Palmetto Put on Hold as CP&L Examines Power Needs

A change in the timing and location of North Carolina's power generation needs has forced Carolina Power & Light (CP&L) and Southern Natural Gas Co. to put a hold on their Palmetto Interstate Pipeline and consider other pipeline alternatives. The companies said yesterday they have suspended ongoing route selection and survey activities for Palmetto and are analyzing two competing pipeline projects.

"This is a major decision that will affect our service area for decades," said Tom Kilgore, CP&L senior vice president for Power Operations. "Since there are now three proposals to fuel our electric generation additions, we will thoroughly analyze the plans so that we pursue the most economical option for our long-term gas-supply requirements."

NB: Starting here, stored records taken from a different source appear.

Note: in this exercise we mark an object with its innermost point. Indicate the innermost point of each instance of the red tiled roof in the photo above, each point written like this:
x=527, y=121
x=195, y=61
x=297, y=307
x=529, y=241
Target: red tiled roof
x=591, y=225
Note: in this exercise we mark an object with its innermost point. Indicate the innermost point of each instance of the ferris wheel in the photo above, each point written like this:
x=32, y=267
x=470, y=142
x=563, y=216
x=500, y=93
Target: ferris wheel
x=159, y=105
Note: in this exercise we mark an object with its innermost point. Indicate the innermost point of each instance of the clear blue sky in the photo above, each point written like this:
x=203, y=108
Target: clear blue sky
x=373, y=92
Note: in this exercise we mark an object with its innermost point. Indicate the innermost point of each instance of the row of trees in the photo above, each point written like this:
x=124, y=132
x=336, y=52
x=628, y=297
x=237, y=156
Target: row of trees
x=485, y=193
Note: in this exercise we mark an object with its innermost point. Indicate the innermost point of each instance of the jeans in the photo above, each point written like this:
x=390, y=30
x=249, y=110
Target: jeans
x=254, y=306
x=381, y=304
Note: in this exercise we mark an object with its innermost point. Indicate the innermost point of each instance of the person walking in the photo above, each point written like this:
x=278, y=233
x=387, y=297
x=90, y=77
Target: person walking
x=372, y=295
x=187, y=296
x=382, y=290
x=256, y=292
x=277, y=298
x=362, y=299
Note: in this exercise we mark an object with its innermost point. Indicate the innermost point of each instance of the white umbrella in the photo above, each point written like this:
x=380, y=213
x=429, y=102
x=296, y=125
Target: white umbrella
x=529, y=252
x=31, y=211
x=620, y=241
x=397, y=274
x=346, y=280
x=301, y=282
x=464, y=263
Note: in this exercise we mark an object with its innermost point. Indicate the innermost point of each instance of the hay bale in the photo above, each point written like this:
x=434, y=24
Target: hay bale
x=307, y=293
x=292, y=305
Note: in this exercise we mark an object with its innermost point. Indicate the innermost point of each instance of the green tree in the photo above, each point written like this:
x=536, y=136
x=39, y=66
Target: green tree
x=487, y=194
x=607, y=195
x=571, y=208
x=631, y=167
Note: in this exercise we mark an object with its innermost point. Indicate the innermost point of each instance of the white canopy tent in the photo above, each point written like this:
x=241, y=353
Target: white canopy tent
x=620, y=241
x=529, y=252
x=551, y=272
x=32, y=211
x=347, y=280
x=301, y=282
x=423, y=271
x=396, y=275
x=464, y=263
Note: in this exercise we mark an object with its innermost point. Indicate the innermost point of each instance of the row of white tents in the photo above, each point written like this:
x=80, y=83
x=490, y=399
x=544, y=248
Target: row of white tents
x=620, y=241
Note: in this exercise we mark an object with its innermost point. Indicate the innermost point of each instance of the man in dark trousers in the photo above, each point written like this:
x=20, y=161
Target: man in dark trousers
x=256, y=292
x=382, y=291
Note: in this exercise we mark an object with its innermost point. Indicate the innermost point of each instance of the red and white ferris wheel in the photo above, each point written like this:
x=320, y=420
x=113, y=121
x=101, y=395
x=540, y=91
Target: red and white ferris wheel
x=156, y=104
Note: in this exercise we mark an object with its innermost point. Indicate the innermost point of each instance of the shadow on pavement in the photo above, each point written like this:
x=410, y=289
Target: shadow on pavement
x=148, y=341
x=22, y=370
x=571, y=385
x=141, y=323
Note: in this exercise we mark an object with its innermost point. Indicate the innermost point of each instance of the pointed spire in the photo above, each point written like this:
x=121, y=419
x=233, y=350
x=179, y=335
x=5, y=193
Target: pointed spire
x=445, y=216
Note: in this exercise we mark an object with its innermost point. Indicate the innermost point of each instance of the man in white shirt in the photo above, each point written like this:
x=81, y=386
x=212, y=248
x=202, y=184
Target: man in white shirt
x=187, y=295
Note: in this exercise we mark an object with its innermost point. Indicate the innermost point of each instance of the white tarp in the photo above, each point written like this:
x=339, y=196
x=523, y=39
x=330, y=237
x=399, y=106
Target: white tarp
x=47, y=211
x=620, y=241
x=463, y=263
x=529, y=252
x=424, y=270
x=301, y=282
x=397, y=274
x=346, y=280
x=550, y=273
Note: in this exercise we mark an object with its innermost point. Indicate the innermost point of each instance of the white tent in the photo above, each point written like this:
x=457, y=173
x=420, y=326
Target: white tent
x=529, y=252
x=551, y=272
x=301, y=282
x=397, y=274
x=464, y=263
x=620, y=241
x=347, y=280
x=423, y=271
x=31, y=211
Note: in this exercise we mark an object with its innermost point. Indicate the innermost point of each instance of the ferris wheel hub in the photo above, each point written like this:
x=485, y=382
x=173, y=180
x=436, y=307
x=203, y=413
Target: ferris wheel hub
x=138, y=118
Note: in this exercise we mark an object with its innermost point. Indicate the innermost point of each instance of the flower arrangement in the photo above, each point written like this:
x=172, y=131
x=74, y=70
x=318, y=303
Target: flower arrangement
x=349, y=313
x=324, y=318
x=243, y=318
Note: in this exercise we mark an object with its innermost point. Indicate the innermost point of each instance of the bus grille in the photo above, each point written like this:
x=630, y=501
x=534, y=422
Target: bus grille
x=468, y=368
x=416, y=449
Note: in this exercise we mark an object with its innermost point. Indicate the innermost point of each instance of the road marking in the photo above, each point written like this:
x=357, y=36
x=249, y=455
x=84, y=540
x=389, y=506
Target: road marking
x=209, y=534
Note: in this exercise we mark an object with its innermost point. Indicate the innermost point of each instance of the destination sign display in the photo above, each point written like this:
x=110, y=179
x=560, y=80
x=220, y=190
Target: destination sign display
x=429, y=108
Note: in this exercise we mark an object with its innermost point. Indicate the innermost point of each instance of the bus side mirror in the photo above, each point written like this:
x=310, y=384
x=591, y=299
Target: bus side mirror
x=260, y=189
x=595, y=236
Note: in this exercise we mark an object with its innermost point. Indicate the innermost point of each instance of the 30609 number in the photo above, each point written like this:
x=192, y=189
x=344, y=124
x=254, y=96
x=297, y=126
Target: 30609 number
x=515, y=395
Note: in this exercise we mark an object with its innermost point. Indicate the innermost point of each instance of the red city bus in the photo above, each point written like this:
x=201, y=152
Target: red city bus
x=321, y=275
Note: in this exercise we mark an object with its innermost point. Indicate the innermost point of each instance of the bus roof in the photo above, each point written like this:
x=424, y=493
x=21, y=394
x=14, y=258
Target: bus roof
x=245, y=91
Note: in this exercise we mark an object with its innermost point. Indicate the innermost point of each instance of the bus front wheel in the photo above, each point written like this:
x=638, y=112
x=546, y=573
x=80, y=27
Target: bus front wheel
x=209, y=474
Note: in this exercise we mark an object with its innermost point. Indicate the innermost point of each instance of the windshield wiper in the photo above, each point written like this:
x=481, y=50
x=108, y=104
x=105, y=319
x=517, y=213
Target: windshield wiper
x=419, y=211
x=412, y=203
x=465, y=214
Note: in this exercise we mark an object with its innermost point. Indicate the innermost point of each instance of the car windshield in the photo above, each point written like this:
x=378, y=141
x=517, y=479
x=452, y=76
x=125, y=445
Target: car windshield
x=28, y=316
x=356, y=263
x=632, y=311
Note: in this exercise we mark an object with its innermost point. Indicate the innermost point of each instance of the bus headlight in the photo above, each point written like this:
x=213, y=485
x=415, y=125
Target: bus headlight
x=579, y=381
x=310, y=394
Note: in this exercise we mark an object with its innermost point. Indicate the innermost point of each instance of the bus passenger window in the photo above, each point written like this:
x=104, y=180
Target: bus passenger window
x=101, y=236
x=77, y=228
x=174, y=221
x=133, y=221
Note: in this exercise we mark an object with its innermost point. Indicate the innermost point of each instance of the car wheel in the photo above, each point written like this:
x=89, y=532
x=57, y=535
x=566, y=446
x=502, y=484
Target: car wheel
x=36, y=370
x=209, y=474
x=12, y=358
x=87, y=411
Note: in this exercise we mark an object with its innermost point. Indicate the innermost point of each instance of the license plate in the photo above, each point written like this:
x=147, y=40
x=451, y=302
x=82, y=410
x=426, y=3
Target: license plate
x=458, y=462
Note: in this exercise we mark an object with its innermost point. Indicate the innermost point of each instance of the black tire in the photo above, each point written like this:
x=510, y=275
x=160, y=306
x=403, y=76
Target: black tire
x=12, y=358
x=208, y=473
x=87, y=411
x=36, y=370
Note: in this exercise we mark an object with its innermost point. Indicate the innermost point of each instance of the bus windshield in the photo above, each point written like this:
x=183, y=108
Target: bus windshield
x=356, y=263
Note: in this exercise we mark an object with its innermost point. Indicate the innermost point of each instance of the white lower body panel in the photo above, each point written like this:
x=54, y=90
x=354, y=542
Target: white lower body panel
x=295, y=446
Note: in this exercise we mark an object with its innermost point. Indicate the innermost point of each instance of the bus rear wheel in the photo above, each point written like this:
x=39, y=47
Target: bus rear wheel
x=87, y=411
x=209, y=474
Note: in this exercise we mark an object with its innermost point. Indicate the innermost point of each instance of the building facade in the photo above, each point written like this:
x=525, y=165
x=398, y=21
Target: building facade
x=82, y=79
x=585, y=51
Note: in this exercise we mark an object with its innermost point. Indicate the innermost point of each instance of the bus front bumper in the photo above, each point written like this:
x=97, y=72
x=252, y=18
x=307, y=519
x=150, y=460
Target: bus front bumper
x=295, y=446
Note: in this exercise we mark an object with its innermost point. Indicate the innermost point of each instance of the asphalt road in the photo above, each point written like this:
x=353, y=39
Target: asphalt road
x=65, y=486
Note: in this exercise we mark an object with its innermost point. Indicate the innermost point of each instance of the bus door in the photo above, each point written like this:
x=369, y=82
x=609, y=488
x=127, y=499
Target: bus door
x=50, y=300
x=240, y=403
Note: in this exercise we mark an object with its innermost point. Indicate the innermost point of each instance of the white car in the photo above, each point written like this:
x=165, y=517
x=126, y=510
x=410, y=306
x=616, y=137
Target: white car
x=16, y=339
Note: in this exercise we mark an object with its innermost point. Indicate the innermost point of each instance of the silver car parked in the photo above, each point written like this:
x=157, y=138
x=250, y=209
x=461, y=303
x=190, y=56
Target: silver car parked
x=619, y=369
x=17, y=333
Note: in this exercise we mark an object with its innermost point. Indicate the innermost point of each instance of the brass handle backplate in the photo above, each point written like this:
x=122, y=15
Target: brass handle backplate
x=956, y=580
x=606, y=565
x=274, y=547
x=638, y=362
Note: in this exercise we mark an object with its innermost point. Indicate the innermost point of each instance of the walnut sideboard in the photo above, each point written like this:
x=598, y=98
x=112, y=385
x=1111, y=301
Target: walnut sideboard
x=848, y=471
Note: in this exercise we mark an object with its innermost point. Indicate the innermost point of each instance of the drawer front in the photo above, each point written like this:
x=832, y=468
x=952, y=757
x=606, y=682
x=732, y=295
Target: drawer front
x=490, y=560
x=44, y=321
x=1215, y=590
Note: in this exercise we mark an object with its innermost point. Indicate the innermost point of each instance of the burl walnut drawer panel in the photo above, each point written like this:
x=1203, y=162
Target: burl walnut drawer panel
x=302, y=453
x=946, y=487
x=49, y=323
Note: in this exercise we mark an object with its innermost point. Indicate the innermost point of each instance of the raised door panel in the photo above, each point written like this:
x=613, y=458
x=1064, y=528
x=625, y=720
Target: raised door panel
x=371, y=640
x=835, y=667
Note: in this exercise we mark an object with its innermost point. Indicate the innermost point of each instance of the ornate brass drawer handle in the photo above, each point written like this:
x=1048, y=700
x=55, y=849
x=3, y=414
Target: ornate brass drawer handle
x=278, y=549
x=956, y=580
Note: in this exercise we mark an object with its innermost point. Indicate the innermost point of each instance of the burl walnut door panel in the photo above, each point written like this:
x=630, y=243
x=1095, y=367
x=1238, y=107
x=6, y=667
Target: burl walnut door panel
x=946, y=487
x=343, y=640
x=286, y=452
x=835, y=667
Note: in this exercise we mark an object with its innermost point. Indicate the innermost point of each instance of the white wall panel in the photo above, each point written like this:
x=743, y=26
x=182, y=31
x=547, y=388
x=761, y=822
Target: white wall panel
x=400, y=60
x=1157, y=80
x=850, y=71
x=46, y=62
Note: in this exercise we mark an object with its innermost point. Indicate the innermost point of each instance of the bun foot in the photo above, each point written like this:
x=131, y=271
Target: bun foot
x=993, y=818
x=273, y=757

One competitor is the proposed Sundance lateral off of Transcontinental Gas Pipeline's mainline and the other is a proposed extension of Scana's South Carolina Pipeline into North Carolina. The $250 million Palmetto project would extend 175 miles from the terminus of Sonat's system in Aiken, SC, to an interconnect with recent CP&L merger partner North Carolina Natural Gas in Robeson County, NC. It is expected to have a capacity to transport about 300 MMcf/d.

"The proposed Palmetto Pipeline is a significant project for the region," Kilgore added. "Not only is the pipeline integral to CP&L's current energy plans, but to the development of energy infrastructure throughout the Carolinas as well. Delaying the planned in-service date makes good business sense as our overall resource plan continues to evolve. We want to synchronize as closely as possible our gas-supply plan with our plans to add electric generation over the next several years."

CP&L is rethinking the location and timing of several power projects, but its plans to add about 7,000 MW of gas-fired generating capacity by 2010 have not changed. That total includes plans to build up to seven combustion turbine generators at sites in Richmond and Rowan counties to be operational in 2001 and 2002.

"CP&L is the anchor load on that pipeline with most of its generation coming on line in second quarter of 2002, but that may be no longer the case," said Sonat spokesman Bruce Connery. "They do not have a need in 2002 in the locations Palmetto was expected to serve."

Palmetto Pipeline is in the process of contacting landowners along the current route by mail regarding this decision. A Scana spokesman said yesterday the delay was good news for its extension project, which it feels could serve CP&L's needs at a lower cost than Palmetto.